The payment extracted for sipping wine in a handsome function room in an ancient Oxford college is typically attendance at a lecture. Usually it's a small price to pay. Sometimes the cost is steep, indeed. But occasionally it's a pleasure, as it was last night, when I attended something called the Philip Geddes Memorial Lecture.
The topic was "Radio: Medium of the Moment" and the presenter was a journalist named Martha Kearney. She started out in radio news in London, moved to television and, since April, has been back in radio, as host of BBC Radio 4's daily current affairs program "The World at One."
Many colleagues, Kearney said, were baffled that she left television for radio. In the hierarchy that all journalists mentally calculate, radio is inferior to TV. But, she argued, radio can touch listeners in ways no other medium can and is, in these challenging digital-broadband-podcast-user-generated-content times, showing amazing stamina. (Of course, you couldn't really expect her to say otherwise. I can't imagine her delivering a lecture entitled "Radio: It Was Nice While It Lasted" or "Radio: Can I Have My Old TV Job Back, Please?")

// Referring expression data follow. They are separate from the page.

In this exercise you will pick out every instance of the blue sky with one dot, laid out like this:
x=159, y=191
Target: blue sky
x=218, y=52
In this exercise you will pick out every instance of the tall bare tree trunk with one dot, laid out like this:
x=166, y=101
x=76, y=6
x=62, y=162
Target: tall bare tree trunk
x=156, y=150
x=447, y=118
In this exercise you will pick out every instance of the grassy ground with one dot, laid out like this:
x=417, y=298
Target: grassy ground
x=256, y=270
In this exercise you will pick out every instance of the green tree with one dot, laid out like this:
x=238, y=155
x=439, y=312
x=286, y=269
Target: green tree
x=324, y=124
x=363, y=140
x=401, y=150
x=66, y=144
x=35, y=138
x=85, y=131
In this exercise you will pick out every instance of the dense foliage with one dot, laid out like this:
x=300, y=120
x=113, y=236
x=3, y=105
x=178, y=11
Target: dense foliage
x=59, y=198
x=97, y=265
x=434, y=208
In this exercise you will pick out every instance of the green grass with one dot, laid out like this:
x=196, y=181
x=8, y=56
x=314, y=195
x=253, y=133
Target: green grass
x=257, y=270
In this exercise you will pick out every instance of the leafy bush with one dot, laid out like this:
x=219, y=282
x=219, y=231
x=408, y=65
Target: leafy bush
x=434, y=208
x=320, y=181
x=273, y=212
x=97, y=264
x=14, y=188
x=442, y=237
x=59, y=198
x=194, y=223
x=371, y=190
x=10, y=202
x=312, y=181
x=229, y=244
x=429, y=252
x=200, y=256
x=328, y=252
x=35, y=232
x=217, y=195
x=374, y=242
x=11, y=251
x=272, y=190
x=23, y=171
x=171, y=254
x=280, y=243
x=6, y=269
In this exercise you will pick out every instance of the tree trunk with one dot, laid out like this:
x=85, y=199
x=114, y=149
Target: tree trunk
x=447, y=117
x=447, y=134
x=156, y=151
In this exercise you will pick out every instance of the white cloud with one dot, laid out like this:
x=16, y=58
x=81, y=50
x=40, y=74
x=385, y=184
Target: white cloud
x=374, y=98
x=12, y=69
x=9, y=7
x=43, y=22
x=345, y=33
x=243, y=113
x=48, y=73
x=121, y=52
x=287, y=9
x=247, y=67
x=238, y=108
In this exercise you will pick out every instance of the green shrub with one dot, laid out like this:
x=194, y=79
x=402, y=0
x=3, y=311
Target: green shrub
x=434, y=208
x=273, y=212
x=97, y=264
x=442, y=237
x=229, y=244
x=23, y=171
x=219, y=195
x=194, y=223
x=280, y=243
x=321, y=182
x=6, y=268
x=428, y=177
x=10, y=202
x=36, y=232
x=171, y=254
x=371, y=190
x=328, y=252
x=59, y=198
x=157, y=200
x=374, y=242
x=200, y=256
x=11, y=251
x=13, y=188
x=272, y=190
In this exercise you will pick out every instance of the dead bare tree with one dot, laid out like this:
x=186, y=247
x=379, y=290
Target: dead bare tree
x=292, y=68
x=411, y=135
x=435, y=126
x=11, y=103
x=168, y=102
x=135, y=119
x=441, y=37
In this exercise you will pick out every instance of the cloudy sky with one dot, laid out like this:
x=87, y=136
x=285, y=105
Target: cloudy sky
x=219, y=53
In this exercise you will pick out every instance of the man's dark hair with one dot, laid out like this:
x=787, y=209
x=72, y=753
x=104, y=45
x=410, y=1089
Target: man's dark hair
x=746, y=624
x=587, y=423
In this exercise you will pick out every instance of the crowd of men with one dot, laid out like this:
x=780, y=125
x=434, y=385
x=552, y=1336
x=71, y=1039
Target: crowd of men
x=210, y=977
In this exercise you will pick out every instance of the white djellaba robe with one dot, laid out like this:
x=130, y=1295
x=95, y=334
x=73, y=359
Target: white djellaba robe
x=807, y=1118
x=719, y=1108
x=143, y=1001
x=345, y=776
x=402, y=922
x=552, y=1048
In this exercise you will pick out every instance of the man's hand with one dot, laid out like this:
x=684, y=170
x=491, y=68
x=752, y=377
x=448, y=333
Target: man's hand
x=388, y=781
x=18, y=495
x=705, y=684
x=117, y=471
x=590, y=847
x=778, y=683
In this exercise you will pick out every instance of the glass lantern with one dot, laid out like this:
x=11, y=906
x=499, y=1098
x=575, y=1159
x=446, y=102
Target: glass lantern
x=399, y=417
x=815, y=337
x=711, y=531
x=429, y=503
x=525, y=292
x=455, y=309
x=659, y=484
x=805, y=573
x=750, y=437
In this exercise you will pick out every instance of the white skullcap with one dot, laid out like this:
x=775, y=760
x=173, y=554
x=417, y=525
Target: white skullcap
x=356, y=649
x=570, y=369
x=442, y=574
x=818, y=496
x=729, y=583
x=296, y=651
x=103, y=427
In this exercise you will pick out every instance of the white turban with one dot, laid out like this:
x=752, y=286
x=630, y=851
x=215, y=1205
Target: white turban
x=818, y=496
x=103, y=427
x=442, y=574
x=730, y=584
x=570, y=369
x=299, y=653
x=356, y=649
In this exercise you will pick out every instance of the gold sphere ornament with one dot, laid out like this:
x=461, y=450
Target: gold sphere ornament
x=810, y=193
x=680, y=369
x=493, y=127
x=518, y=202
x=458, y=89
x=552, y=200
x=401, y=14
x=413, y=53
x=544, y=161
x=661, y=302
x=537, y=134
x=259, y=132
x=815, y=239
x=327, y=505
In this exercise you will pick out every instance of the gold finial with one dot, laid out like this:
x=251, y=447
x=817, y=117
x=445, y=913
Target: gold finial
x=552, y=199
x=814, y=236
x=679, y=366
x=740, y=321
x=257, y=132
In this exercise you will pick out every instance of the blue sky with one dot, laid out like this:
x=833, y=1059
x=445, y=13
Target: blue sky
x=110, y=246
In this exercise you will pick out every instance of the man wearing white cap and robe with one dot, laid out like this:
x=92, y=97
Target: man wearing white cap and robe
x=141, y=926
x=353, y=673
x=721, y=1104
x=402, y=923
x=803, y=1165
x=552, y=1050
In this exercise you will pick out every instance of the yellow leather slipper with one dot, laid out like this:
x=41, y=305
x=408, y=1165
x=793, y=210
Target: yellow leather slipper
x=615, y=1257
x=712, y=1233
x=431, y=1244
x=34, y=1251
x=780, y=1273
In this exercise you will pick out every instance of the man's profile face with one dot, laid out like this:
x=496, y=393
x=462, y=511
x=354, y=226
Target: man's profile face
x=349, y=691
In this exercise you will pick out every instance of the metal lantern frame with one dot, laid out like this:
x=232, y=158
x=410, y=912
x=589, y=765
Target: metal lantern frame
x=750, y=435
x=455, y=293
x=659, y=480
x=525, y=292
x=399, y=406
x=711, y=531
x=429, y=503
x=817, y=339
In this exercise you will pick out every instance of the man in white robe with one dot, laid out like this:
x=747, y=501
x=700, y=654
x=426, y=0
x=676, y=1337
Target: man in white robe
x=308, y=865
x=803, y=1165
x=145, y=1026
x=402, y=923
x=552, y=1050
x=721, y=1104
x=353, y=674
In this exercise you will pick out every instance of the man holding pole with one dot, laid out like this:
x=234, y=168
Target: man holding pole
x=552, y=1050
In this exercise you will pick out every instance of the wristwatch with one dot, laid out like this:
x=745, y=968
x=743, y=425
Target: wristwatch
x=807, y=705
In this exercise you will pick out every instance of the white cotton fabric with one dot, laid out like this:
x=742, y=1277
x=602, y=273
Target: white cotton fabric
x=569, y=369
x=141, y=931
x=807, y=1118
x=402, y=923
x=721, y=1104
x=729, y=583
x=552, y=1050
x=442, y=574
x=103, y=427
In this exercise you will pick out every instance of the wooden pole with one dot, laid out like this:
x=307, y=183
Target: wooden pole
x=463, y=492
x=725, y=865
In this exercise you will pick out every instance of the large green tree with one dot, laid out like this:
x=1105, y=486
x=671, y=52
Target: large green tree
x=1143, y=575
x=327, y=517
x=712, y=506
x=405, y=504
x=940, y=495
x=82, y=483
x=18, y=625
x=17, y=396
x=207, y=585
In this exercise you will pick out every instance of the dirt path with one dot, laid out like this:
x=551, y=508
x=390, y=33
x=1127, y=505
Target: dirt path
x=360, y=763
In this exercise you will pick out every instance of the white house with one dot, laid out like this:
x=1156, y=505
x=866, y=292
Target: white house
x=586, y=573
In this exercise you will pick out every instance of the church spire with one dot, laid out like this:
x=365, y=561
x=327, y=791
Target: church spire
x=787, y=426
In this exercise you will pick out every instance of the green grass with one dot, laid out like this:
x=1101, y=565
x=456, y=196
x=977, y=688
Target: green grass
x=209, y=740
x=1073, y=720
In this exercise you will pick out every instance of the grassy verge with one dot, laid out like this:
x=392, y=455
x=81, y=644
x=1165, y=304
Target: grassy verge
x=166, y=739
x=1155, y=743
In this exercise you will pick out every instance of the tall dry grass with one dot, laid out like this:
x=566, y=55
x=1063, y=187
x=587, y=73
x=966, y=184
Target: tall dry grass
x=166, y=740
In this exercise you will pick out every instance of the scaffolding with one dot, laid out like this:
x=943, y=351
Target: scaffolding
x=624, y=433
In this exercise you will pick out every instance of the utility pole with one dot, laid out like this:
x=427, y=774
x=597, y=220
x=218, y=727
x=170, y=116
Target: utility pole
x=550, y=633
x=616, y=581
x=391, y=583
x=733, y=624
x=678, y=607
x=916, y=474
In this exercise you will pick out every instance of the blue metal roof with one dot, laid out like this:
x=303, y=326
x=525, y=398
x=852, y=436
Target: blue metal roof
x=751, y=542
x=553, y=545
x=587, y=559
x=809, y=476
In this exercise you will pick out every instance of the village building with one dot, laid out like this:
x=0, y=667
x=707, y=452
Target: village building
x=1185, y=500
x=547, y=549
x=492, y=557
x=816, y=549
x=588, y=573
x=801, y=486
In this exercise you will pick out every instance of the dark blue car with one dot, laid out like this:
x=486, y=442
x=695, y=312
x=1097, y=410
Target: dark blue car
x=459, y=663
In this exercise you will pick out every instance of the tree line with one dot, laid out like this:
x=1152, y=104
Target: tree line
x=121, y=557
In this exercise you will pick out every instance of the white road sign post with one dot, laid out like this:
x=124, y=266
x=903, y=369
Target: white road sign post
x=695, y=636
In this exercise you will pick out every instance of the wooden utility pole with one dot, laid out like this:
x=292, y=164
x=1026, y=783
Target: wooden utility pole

While television news audiences have fallen, radio listenership, especially among the young, has risen--this 40 years after the birth of "modern" radio in Britain. The explosion of delivery mechanisms almost demands a change in terminology. "Radio" is a multipurpose word that means both the machine that one switches on and the program that comes out of the speaker. Those programs--that "content"--will be delivered in increasingly diverse ways, from downloadable .mp3 files to programs sent to mobile phones.
Regardless of how it tickles your cochlea, Kearney said radio will possess the same vital qualities, that of being "personal, portable and universal." Radio, she said, "is the most personal medium of all, a voice in your ear that follows you around."
After Kearney's lecture, Tim Gardam, himself a former television executive, asked a question: How fertile was the ground for commercial radio stations? Could they flourish in an environment where so many resources were lavished on the BBC? Kearney acknowledged the dilemma but hoped commercial radio could survive, possibly by taking advantage of the cost savings that come from harnessing new digital technology.
The exchange made me ponder the irony of the BBC: It wants to be--it has to be--successful, but it can't be too successful. It needs a viable commercial media the same way a company like Microsoft needs to be able to point at Apple and say: "See, we don't really have a monopoly."
As an Anglophile raised on PBS and "Masterpiece Theatre" I've always thought of the BBC as a Good Thing. And I'm sure it is. But I can see how--regardless of one's thoughts on its political bent--the BBC could be seen as a force that disrupts the intricate workings of The Market. Not that I understand those workings or even believe that they are intricate.
As I mentioned Monday, we spent the latter part of last week driving around the West Country. Because driving around certain villages--their roads a warren of one-way streets and diabolical roundabouts--can be maddening, we often saw the same signs again and again. That was the case in the Somerset town of Wells, where between trying to find an ATM and looking for Wells Cathedral, we drove down the same stretch of asphalt a dozen times. We kept passing the sign for a village called Wookey Hole and laughing at the name.
Then in today's Guardian I read that a hotelier in Wookey Hole is planning to host Britain's first ever Erotic Film Festival there next summer. I don't think I will ever be able to think of Wookey Hole the same way again.